Feels Like It May Fall
When people see such a fast rise, the first thought is that the market has gone too high and may fall soon. Many feel that a peak is near and a correction can come anytime. This feeling is quite normal after such a strong rally.
What History Tells Us
But history shows something different. In most of the past cases when the market rose like this, the returns after that were still strong. On average, the next one year gave around 24% returns. Two-year returns were around 30%, and over five years, returns even reached 70% or more.
Trend May Continue
This means that such a rally does not always stop quickly. In fact, there is a high chance that the market can continue to move up.
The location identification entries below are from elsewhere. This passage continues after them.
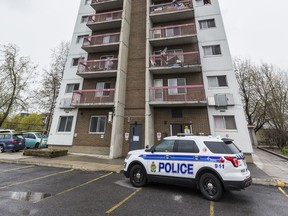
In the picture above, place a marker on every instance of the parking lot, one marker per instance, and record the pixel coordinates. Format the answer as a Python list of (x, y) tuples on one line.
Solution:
[(35, 190)]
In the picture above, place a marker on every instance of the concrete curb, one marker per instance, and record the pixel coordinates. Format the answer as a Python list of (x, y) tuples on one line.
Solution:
[(274, 153)]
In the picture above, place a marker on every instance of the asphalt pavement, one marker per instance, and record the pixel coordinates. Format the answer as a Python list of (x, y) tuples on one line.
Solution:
[(267, 169)]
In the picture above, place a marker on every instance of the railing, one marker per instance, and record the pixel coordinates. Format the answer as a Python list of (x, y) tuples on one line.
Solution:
[(175, 60), (101, 39), (189, 93), (102, 17), (92, 97), (172, 31), (97, 65), (168, 7)]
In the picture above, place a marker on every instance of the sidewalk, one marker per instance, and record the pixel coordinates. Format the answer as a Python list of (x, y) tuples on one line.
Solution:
[(267, 168)]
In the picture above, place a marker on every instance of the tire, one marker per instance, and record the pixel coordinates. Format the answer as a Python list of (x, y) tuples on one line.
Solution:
[(138, 176), (1, 148), (210, 187)]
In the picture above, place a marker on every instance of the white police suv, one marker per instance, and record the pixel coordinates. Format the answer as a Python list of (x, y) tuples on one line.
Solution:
[(212, 164)]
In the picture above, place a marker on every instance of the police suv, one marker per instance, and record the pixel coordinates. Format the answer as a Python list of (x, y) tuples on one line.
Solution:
[(212, 164)]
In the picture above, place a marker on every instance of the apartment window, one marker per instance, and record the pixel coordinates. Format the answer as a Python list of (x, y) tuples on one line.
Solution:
[(84, 19), (97, 124), (212, 50), (65, 124), (217, 81), (103, 85), (80, 38), (204, 24), (71, 87), (225, 122), (176, 82), (75, 61), (87, 2)]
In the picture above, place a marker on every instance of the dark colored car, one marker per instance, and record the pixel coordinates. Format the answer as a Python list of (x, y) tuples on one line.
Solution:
[(11, 142)]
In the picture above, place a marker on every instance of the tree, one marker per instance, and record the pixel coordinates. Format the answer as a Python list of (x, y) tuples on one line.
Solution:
[(49, 91), (15, 72)]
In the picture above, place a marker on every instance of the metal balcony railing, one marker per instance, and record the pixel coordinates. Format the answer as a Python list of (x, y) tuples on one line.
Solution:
[(94, 66), (104, 17), (101, 39), (175, 60), (188, 93), (172, 31), (92, 97), (168, 7)]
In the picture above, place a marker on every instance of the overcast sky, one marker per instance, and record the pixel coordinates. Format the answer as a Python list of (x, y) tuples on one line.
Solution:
[(255, 29)]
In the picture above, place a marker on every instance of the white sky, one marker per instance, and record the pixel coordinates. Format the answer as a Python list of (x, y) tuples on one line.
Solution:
[(255, 29)]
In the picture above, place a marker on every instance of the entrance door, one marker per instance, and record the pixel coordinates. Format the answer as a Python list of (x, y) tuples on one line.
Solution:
[(135, 137)]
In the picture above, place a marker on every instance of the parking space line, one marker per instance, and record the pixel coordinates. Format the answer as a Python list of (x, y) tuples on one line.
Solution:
[(35, 179), (78, 186), (123, 201), (211, 208), (282, 191), (19, 168)]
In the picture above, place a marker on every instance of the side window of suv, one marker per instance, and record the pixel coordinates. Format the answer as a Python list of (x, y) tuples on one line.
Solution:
[(165, 146), (188, 146)]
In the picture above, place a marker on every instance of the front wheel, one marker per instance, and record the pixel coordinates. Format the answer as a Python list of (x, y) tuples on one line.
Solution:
[(210, 187), (138, 176)]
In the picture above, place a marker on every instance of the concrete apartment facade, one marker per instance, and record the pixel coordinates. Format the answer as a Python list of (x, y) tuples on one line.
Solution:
[(141, 70)]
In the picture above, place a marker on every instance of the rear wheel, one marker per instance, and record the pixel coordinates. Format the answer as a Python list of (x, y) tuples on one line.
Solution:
[(210, 187), (138, 176)]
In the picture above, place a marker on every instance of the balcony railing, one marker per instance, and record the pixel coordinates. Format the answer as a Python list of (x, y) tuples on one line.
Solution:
[(168, 7), (94, 43), (107, 20), (172, 31), (175, 60), (93, 98), (188, 94)]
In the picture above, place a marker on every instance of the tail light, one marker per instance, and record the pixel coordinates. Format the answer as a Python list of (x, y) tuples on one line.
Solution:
[(233, 160)]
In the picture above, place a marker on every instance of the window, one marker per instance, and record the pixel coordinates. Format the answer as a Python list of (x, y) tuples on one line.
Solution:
[(100, 86), (186, 146), (217, 81), (212, 50), (80, 38), (75, 61), (176, 82), (84, 19), (225, 122), (65, 124), (204, 24), (97, 124), (71, 87)]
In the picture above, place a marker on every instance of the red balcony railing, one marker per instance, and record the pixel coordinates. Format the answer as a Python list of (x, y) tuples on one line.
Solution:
[(92, 97), (175, 60), (92, 66), (189, 93), (104, 17), (173, 31), (168, 7), (101, 39)]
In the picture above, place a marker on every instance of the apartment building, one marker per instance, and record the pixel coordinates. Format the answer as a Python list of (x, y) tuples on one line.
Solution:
[(141, 70)]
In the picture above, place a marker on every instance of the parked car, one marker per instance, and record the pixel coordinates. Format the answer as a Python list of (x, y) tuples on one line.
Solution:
[(11, 142), (33, 139)]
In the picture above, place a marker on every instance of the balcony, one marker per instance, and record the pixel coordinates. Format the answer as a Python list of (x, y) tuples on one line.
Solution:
[(98, 68), (93, 98), (175, 63), (104, 21), (101, 43), (167, 12), (173, 35), (189, 95), (106, 5)]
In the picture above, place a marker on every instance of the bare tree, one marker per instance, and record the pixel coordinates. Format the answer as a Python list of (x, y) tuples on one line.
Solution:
[(52, 78), (15, 72)]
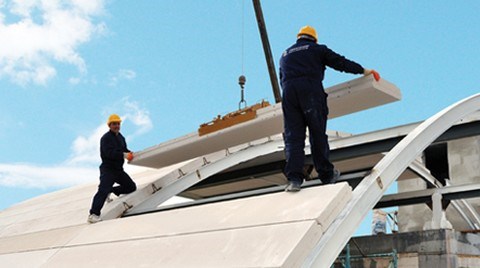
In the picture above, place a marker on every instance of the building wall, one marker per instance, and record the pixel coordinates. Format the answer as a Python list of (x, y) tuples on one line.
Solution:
[(464, 168), (412, 218)]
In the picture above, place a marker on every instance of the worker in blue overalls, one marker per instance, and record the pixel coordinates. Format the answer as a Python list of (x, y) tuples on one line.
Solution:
[(304, 104)]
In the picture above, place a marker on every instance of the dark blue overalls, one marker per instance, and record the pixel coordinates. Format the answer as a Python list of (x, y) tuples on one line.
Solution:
[(304, 104), (112, 147)]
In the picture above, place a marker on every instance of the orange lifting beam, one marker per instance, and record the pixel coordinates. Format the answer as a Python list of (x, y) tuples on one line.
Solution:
[(233, 118)]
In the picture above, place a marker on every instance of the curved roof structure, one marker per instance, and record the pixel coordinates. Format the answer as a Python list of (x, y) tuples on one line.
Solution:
[(233, 229)]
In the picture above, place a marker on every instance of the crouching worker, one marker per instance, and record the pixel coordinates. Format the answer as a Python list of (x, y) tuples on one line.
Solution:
[(113, 150)]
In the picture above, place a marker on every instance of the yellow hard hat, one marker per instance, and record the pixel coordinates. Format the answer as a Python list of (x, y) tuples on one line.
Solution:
[(308, 30), (114, 118)]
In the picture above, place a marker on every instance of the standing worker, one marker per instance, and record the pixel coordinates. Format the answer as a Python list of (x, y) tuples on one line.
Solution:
[(113, 150), (304, 104)]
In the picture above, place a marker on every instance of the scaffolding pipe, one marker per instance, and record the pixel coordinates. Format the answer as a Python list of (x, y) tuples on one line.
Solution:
[(266, 48)]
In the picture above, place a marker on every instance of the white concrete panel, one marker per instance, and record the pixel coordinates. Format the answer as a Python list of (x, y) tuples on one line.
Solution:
[(70, 207), (316, 203), (30, 259), (275, 230), (282, 245), (40, 240), (353, 96)]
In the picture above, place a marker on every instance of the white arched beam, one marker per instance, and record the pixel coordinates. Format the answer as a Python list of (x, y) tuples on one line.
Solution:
[(372, 187), (205, 172)]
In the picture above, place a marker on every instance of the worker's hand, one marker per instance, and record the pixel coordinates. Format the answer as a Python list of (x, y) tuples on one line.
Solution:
[(376, 75), (128, 156)]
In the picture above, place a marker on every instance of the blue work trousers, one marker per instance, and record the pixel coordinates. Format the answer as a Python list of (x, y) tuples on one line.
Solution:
[(304, 104), (108, 177)]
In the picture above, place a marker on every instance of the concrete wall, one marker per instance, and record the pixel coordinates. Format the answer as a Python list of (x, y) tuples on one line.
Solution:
[(464, 168)]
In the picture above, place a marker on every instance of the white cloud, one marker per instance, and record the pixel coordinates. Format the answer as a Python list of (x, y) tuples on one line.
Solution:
[(31, 176), (122, 74), (82, 165), (42, 32)]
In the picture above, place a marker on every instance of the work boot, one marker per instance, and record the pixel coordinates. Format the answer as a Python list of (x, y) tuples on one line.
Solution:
[(92, 218), (333, 178), (109, 198), (293, 186)]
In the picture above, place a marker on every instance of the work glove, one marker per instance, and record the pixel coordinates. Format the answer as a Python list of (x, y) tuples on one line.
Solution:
[(376, 75), (128, 156)]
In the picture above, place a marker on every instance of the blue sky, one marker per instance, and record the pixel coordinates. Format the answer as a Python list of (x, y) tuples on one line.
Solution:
[(168, 66)]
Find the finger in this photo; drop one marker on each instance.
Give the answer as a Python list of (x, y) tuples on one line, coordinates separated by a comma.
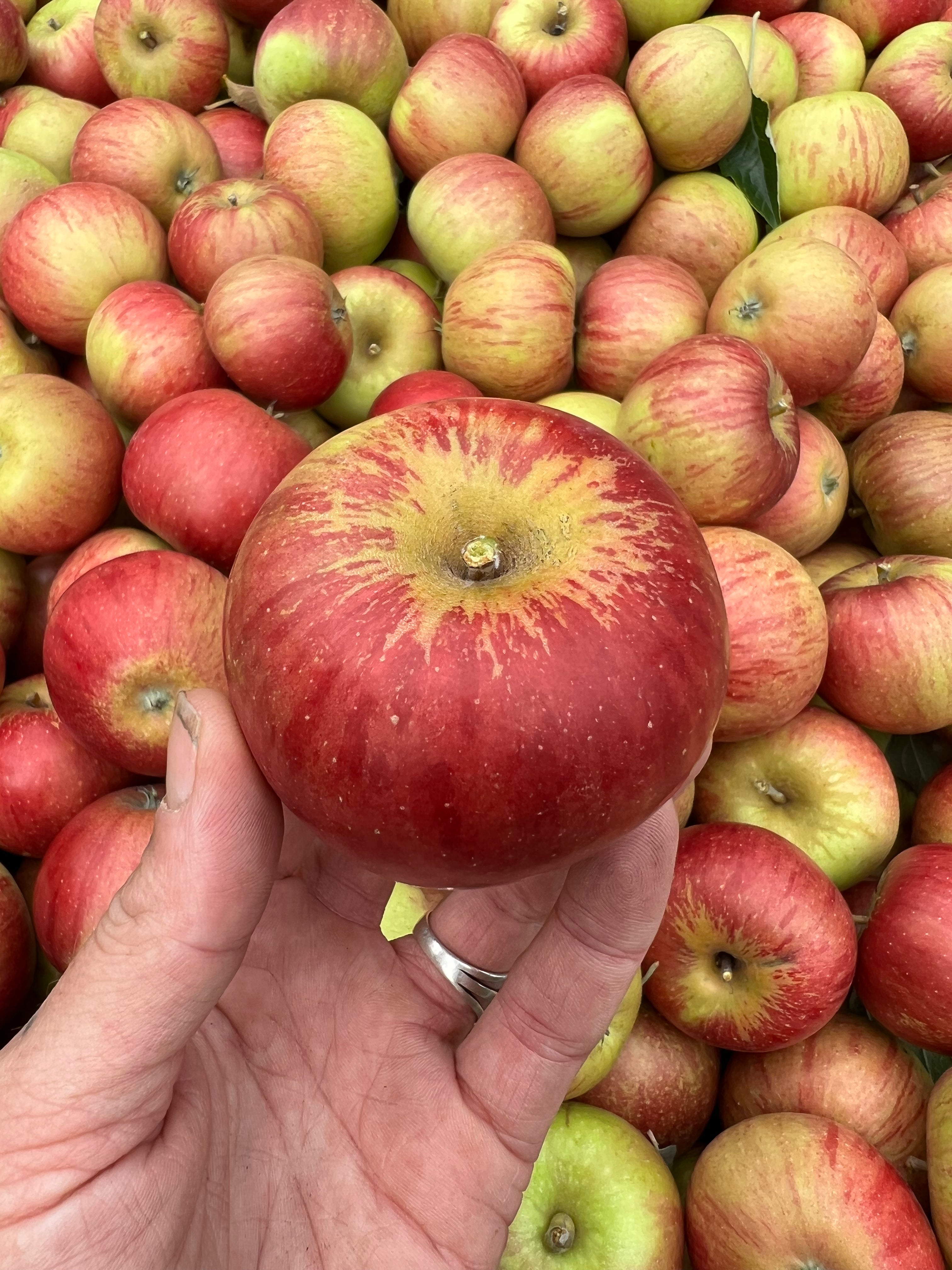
[(517, 1065)]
The current trend suggests that strength may stay for some more time.
Impact on Other Markets
A strong US market is not always good for other countries. When the US market grows fast, a lot of money moves there. This can reduce the flow of money into emerging markets like India.
What It Means for India
For India, this may not be the best situation if the US market keeps rising like this. Money may stay focused on the US instead of coming into Indian markets. Still, this strong data clearly shows that the US market may remain powerful in the near future.